Cyber risk policies are a growing trend among insurance carriers. We have found such a significant difference between these policies that warrant some discussion. Cyber risk E&O Insurance polices are designed to cover claims relating to doing business over the net or having information (data) stored on a computer or other technological devise. Companies can be sued for the unauthorized disclosure of customer data ( third party exposure) and are also subject to fines, penalties and reporting requirements (First Party Exposure) relating to such disclosure. In this post we will just discuss the First Party exposure (cost to the insured to rectify the disclosure)

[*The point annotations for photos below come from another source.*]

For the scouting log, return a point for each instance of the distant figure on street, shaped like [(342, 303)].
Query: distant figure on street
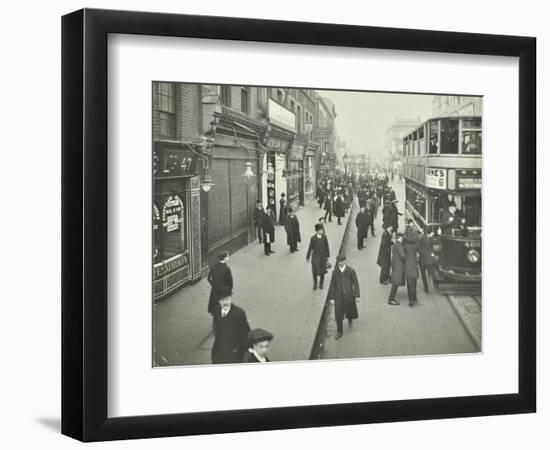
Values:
[(282, 209), (292, 228), (328, 206), (426, 258), (268, 231), (219, 277), (369, 210), (361, 222), (384, 255), (257, 216), (344, 294), (230, 331), (410, 245), (259, 341), (339, 208), (318, 251), (397, 277)]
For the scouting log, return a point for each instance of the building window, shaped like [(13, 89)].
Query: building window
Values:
[(166, 107), (244, 101), (225, 94)]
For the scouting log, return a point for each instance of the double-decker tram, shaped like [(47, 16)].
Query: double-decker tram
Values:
[(442, 170)]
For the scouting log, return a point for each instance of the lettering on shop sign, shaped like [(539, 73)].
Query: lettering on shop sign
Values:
[(174, 163), (163, 268), (172, 213), (435, 178)]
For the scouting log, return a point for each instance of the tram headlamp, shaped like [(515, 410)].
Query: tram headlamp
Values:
[(473, 256)]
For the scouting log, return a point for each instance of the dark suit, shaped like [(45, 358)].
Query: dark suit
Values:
[(384, 256), (344, 289), (268, 230), (218, 277), (292, 228), (257, 217), (397, 269), (361, 222), (230, 336)]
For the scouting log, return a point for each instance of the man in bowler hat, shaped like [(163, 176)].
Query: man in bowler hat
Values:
[(230, 330), (344, 294)]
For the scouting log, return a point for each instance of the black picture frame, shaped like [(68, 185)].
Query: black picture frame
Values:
[(84, 224)]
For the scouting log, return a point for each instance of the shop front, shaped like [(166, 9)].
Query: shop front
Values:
[(176, 218), (295, 176)]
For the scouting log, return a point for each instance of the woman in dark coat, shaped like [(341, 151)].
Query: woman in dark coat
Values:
[(384, 255), (410, 245), (318, 251), (397, 268), (292, 228), (328, 206), (339, 208), (344, 292), (282, 210)]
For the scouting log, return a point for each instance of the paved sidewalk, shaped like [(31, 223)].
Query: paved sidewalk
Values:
[(275, 291)]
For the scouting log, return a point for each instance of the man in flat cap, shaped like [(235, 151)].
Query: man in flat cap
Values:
[(218, 277), (344, 294), (230, 330), (259, 341)]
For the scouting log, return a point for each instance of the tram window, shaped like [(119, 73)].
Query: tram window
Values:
[(471, 142), (434, 138), (449, 136), (421, 142), (472, 211)]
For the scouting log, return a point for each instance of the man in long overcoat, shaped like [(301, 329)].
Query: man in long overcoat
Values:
[(318, 251), (339, 208), (410, 245), (426, 259), (257, 216), (361, 222), (344, 294), (397, 277), (219, 276), (268, 231), (384, 255), (292, 228), (230, 331)]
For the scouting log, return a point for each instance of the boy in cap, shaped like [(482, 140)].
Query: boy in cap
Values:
[(259, 341), (230, 330), (344, 294)]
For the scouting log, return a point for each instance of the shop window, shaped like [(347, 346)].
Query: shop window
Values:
[(245, 107), (171, 238), (166, 107), (449, 136), (225, 94), (434, 137)]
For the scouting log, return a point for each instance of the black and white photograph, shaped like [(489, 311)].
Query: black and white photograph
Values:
[(296, 224)]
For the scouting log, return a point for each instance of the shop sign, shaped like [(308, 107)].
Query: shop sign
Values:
[(170, 265), (276, 144), (297, 153), (435, 178), (280, 116), (172, 213), (174, 163), (469, 183)]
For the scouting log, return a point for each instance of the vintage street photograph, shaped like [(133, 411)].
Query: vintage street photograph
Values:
[(296, 224)]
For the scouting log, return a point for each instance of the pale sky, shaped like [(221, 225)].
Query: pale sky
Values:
[(362, 118)]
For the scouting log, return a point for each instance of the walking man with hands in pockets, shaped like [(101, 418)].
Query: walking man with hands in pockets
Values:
[(344, 294)]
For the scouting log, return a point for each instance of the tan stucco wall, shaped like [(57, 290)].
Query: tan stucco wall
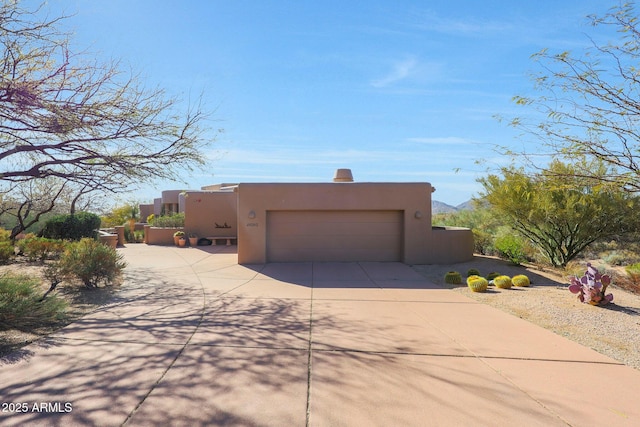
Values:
[(256, 199), (204, 209), (145, 211)]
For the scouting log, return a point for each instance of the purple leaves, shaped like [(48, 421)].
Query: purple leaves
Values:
[(591, 287)]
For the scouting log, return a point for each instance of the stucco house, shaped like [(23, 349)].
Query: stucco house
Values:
[(330, 221)]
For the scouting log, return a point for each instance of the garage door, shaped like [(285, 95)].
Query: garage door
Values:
[(294, 236)]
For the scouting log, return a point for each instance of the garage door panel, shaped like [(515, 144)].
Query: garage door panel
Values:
[(334, 236)]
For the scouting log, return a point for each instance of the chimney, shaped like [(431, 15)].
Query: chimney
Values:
[(343, 175)]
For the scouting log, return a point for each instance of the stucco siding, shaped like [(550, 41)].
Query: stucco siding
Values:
[(334, 236)]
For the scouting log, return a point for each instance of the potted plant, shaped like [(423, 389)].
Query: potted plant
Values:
[(177, 236)]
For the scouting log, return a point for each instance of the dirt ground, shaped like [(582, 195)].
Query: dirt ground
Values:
[(612, 329)]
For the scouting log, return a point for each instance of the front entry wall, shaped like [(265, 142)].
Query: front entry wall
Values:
[(388, 222), (334, 236)]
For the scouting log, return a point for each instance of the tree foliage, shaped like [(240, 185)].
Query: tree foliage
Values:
[(590, 101), (560, 211), (64, 114)]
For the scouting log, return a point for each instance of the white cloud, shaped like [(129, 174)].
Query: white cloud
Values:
[(400, 71)]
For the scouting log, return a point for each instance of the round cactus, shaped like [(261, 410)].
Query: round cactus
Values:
[(502, 282), (473, 272), (472, 277), (493, 275), (520, 280), (477, 284), (453, 278)]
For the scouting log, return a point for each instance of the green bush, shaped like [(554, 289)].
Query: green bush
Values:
[(6, 251), (169, 221), (477, 283), (453, 278), (473, 272), (511, 247), (90, 262), (72, 227), (22, 307), (4, 235), (41, 248)]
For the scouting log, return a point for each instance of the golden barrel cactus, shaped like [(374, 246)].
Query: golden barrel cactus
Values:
[(520, 280), (502, 282)]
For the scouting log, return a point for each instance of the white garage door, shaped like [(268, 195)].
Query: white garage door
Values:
[(294, 236)]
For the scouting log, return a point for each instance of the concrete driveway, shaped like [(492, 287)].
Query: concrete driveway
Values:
[(196, 339)]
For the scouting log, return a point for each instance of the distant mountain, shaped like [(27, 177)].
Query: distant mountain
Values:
[(466, 205), (440, 207)]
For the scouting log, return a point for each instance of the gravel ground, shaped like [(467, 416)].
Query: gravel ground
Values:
[(613, 329)]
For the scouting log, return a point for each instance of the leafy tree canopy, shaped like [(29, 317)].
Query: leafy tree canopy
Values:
[(560, 210), (588, 102), (65, 115)]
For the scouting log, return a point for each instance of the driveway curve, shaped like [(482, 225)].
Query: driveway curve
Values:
[(193, 339)]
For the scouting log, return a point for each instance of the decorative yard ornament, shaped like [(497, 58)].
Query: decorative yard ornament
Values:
[(591, 287)]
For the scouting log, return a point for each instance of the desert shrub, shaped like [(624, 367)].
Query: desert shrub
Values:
[(453, 278), (511, 247), (483, 242), (22, 307), (90, 262), (6, 251), (72, 227), (473, 272), (4, 235), (41, 248), (169, 221)]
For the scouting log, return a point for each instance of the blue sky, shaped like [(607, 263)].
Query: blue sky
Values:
[(394, 90)]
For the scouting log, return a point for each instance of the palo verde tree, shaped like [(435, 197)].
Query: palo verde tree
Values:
[(589, 100), (65, 115), (559, 211)]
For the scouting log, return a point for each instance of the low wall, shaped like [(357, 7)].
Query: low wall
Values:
[(451, 245), (108, 239), (159, 236)]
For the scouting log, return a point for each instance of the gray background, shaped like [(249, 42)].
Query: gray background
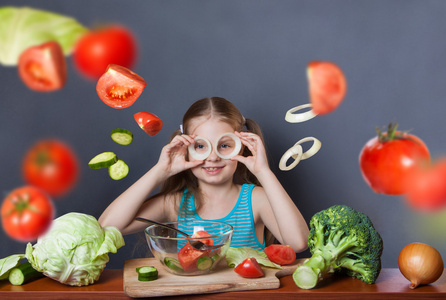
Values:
[(254, 53)]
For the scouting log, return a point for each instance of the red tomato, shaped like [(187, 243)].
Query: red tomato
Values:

An example of an unauthorized disclosure is if an employee leaves a laptop on a train that contains personal and confidential information. Another, example would be if a disgruntled employee were to copy such information onto a disc or jump stick and finally an example would be a simple breach of your computer systems.
Each state has its own rules on what to do in the event an unauthorized disclosure. In general they require that in the event of the unauthorized disclosure of certain information (credit card numbers, social security numbers or birthdates) that the company notify those parties affected and in many cases provide at least a year’s worth of credit reporting. Such costs to a company can include:
1. Cost of forensic accountants/IT professionals to identify the scope of the problem
2. Cost of notification to all parties which can include certified mail. Imagine the staff and mailing costs of sending 100,000 certified letters, plus the cost of following up and maintaining lists of those that responded
3. Cost of personnel to field phone calls and letters
4. Cost providing credit reporting services to those affected
5. Marketing costs associated with defusing the situation and repairing the company's image
Every insurance carrier handles the costs noted above differently. We will address in other posts the significance of each.